More Investment in Research and Development Needed to Fuel Agricultural Productivity in Africa, Report Finds

Tuesday, 16 December 2014
A woman farms a rice field in Kartiak, Senegal. A woman farms a rice field in Kartiak, Senegal. Africa924 / Shutterstock.com

Investments in agricultural research and development has tremendously enhanced agricultural productivity in recent decades, representing significant progress in African countries south of the Sahara, according to a new report issued by the International Food Policy Research Institute.

In the report tagged “Taking Stock of National Agricultural Research and Development Capacity in Africa South of the Sahara,” the institute found that African countries south of the Sahara will need to double their investment in agricultural research and development if United Nations and African Union targets are to be achieved.

A report last year by the United Nations released a set of post–2015 development goals, including recommendations that low and middle-income countries increase their spending on agricultural research and development by a minimum of five percent per year during 2015–2025, and that they allocate at least one percent of their agricultural GDP to research and development.

IFPRI also noted that from the mid-1990s, regional agricultural output in African countries south of the Sahara grew at an average rate of 3.5 percent per year, compared with only 1.1 percent per year during 1971–1985 – less than the average 2.8 percent population growth for the period.

In the report, the Institute revealed that the increased agricultural productivity in the region was brought about by more efficient use of production inputs—that is, land, labor, capital, and materials—following policy reforms in the 1980s and 1990s, whereas gains from improved technologies were only modest.
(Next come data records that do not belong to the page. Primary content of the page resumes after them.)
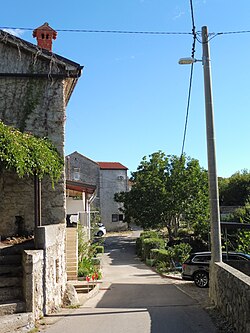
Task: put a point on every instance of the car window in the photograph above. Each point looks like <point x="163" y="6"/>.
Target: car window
<point x="236" y="257"/>
<point x="201" y="258"/>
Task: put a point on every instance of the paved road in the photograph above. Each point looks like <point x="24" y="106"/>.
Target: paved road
<point x="134" y="299"/>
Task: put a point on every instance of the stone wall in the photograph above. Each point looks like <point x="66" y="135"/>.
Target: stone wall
<point x="36" y="105"/>
<point x="45" y="277"/>
<point x="88" y="171"/>
<point x="230" y="292"/>
<point x="33" y="268"/>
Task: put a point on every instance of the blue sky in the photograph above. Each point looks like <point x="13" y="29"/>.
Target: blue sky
<point x="131" y="99"/>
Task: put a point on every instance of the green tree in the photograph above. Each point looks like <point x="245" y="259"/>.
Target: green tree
<point x="235" y="191"/>
<point x="165" y="190"/>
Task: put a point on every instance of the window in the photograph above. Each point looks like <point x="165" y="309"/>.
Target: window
<point x="200" y="258"/>
<point x="117" y="217"/>
<point x="76" y="174"/>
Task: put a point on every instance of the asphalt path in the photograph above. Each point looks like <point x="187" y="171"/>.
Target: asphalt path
<point x="134" y="299"/>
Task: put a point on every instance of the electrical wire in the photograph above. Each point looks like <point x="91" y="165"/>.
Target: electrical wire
<point x="214" y="34"/>
<point x="190" y="79"/>
<point x="107" y="31"/>
<point x="188" y="106"/>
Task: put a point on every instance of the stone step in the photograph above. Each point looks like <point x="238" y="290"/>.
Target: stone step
<point x="11" y="259"/>
<point x="71" y="277"/>
<point x="10" y="270"/>
<point x="12" y="306"/>
<point x="10" y="281"/>
<point x="84" y="289"/>
<point x="21" y="322"/>
<point x="9" y="293"/>
<point x="17" y="248"/>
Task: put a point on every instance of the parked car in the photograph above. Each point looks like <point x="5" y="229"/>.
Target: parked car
<point x="101" y="230"/>
<point x="196" y="267"/>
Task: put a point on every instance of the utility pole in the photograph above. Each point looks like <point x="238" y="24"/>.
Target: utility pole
<point x="211" y="156"/>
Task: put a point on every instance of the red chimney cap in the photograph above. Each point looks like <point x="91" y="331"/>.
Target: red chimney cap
<point x="44" y="35"/>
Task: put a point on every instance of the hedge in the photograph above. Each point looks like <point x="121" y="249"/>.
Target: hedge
<point x="151" y="243"/>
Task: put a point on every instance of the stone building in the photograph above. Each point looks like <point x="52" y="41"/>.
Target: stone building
<point x="35" y="87"/>
<point x="109" y="178"/>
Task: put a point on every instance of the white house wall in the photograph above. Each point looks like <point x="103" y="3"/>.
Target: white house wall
<point x="111" y="182"/>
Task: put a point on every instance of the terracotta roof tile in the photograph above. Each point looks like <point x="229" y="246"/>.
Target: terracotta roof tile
<point x="112" y="166"/>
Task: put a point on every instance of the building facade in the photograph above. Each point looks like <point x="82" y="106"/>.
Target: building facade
<point x="35" y="87"/>
<point x="109" y="178"/>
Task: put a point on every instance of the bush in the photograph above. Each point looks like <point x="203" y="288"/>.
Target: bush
<point x="138" y="247"/>
<point x="88" y="267"/>
<point x="145" y="235"/>
<point x="180" y="252"/>
<point x="99" y="249"/>
<point x="149" y="234"/>
<point x="151" y="243"/>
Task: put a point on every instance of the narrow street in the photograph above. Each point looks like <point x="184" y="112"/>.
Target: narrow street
<point x="134" y="299"/>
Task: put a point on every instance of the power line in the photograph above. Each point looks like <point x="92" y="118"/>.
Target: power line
<point x="187" y="111"/>
<point x="214" y="34"/>
<point x="107" y="31"/>
<point x="190" y="79"/>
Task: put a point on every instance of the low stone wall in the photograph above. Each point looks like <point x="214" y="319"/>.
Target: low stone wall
<point x="45" y="271"/>
<point x="230" y="292"/>
<point x="33" y="265"/>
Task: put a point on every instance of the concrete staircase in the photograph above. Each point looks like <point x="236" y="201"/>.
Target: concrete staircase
<point x="72" y="253"/>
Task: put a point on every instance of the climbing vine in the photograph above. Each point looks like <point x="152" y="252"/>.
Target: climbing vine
<point x="29" y="155"/>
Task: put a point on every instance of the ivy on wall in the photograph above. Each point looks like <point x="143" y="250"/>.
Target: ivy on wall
<point x="29" y="155"/>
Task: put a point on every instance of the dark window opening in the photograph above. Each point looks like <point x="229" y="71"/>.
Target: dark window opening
<point x="117" y="217"/>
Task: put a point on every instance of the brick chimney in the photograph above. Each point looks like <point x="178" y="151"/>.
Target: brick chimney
<point x="44" y="35"/>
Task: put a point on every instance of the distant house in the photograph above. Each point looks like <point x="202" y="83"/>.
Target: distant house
<point x="35" y="87"/>
<point x="109" y="178"/>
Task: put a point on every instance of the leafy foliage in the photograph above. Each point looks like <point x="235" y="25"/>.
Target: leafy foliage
<point x="235" y="191"/>
<point x="165" y="190"/>
<point x="29" y="155"/>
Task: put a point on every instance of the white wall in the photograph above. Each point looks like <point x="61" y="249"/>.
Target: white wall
<point x="75" y="206"/>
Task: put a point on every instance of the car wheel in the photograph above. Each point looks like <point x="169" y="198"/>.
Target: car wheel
<point x="201" y="279"/>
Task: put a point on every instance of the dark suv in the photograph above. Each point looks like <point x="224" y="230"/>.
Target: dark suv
<point x="196" y="267"/>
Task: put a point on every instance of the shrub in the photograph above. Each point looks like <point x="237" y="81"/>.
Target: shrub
<point x="180" y="252"/>
<point x="151" y="243"/>
<point x="87" y="268"/>
<point x="99" y="249"/>
<point x="149" y="234"/>
<point x="138" y="247"/>
<point x="95" y="261"/>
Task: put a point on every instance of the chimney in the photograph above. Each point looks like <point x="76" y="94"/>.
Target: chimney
<point x="44" y="35"/>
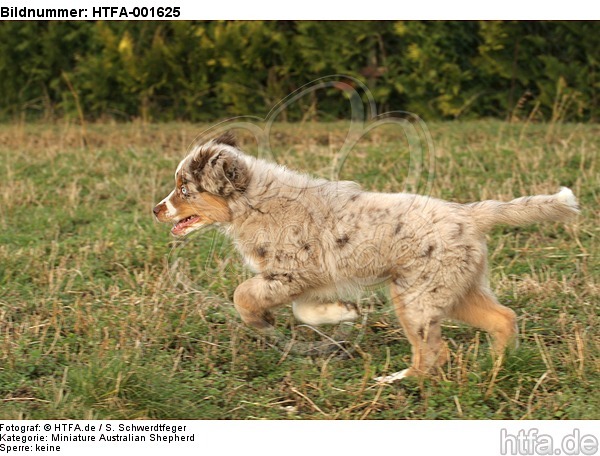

IFPRI added that with policy reforms that have now run the region’s course, future agricultural growth will increasingly depend on technological change, which will require greater investment in agricultural R&D.

Moreover, the report found that although agricultural research and development spending and human resource capacity have grown considerably in the region since 2000, they were concentrated in only a few African countries. “Averaged across countries, the region’s public agricultural research capacity increased by 50 percent during 2000–2011 to an estimated 14,500 full-time equivalent researchers. Put in context, however, three countries — Nigeria, Ethiopia, and Kenya — employed more than one-third of those researchers in 2011.” Moreover, just two countries —Nigeria and Ethiopia — were responsible for most of the growth during this period,” the report found.

According to the report, to succeed in generating the targeted research outputs needed to accelerate this agricultural growth, the countries south of the Sahara need sufficient and sustainable funding of strategic agricultural research programs in alignment with national and sub-regional priorities, combined with talented, well-trained researchers conducting activities within an innovative yet efficient environment that motivates them.

Another finding in the report is that female scientists remain grossly underrepresented in the agricultural research field, despite the fact that they are in a unique position to effectively address the pressing challenges facing African farmers.

“Promoting greater women participation in agricultural research has a number of potential benefits. First, it would ensure that a broader range of insights and perspectives were brought to bear on the unique and pressing challenges facing farmers, the majority of whom are female. Second, it could be a highly effective means of filling current capacity gaps in most African countries,” the report stated.